Anyway... on returning to GMax modelling, the first thing I did was to have another look at the photographs I'm working from, and it soon became clear that the arrangements for supporting the end of the gate farthest from the main post were a little more complex than my first interpretation. Rather than being anchored about half way along the top of the gate (and I always did think that particular arrangement wasn't really up to the job), the tie bar (or is it a cable?) is anchored to some sort of jointing component just above the gate. Two supports then run on to be anchored to the bottom of the gate much closer to the far end than in the original arrangement, which makes far more sense from the point of view of the physics of the situation.
One gate corrected so far, but that gives me the opportunity to show the difference between the old and the new arrangements (see below). It might not look like that much work, but it does make my model look more like the original photograph.
22nd November 2007
The animation and scripting still seem to be behaving themselves, so it's time to return to the outstanding scenic work. Remaining issues include:
20th November 2007
Another three weeks gone and no visible progress, but I have now sorted out the animation and scripting, to stop impatient motorists from driving through the gates before they're properly opened. My first attempt met with limited (or, to be correct, variable) success, since the scripting correctly stopped the road traffic whenever the gates started to open. It also waited until the gates were completely open until starting the traffic... two times out of three. Unfortunately, on that third occasion, the overall effect looked most unusual.
Fortunately, I haven't had to resort to Plan B (an alternative animation in which the gates shatter into pieces as the cars drive through). I don't claim my solution is especially clever, as it simply involves the crossing sending additional "stay still" messages to the traffic as the gates start to open.
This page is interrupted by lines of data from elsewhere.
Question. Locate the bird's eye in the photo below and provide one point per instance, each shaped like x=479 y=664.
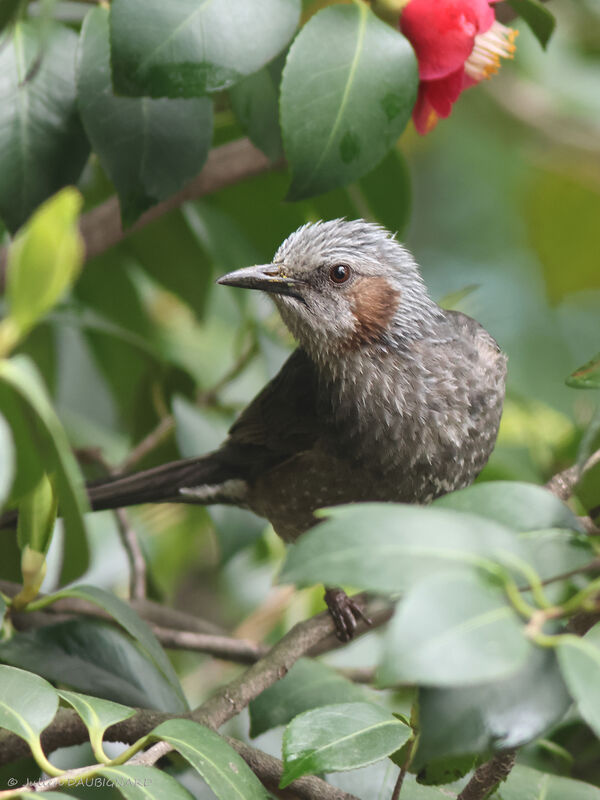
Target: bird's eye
x=340 y=273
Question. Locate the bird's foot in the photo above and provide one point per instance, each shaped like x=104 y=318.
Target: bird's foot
x=345 y=613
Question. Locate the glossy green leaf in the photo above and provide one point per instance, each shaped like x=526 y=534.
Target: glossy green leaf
x=28 y=703
x=255 y=102
x=150 y=148
x=453 y=630
x=42 y=143
x=586 y=376
x=309 y=684
x=21 y=383
x=525 y=783
x=44 y=260
x=539 y=18
x=7 y=459
x=135 y=627
x=520 y=506
x=95 y=658
x=579 y=660
x=145 y=783
x=192 y=47
x=222 y=768
x=338 y=737
x=96 y=713
x=388 y=547
x=341 y=117
x=487 y=717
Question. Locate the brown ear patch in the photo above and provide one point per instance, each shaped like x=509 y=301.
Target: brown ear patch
x=374 y=302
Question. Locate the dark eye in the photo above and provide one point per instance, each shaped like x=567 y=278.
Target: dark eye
x=340 y=273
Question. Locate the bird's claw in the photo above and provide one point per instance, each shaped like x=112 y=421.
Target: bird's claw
x=345 y=613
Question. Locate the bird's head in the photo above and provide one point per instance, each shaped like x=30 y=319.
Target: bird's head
x=342 y=286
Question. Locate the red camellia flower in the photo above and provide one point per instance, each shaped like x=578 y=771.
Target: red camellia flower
x=458 y=43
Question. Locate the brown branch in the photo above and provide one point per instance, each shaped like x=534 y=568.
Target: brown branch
x=227 y=164
x=489 y=775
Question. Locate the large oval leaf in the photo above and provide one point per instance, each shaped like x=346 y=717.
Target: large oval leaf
x=42 y=143
x=149 y=148
x=222 y=768
x=453 y=630
x=348 y=89
x=388 y=547
x=339 y=737
x=191 y=47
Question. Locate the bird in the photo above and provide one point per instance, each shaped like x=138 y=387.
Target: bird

That seems to do the trick... until the next unforseen problem rears its head, that is.
29th October 2007
Over the last couple of weeks or so I've made very little progress that's visible in static pictures. However, I've made major inroads into the animation and scripting so that the gates close (from the point of view of a road user) as a train approaches, and open once it's past. Since there's only one gate on each side, they have to open and close sequentially, which causes a problem in that Trainz models some very impatient drivers, who drive through the gates the moment they start to open. To solve that problem, I'm including scripting that will communicate with a dummy level crossing that controls the traffic, and will incorporate a delay between the gates starting to open and the traffic restarting.
Meanwhile, here are some snapshots of the gate animation as a train approaches and passes:
16th October 2007
Excess polys have now been culled, I've tidied up the hinges, and corrected an error in that I'd hung the gate on the wrong side compared with the photograph I'm working from. Perhaps most important of all, I've added the second gate. The next task is to animate it properly.
13th October 2007
I've now made the first gate, and successfully tested its animation. With that job out of the way, I went back to the gate to add some more details and embellishments. Once I'm happy with the look of the first gate, it will be time to cull the unseen polys, and then clone the first gate to make the second. Here's how it looks now:
12th October 2007
I've placed the attachment points for the track and the roads, and sorted out a couple of issues with track alignment. Here's how it looks so far, complete with loads of metal in the middle of the road.
The grey lines running down the centre of the main lines are part of a temporary structure I built to help with track alignment, and I'll delete them when I've finished adding the other parts such as gates and crossing boards. The red pillars are there to assist with placing the track outside the boundaries of the crossing itself. They're only visible in surveyor, and I'll be leaving them in place in the final release.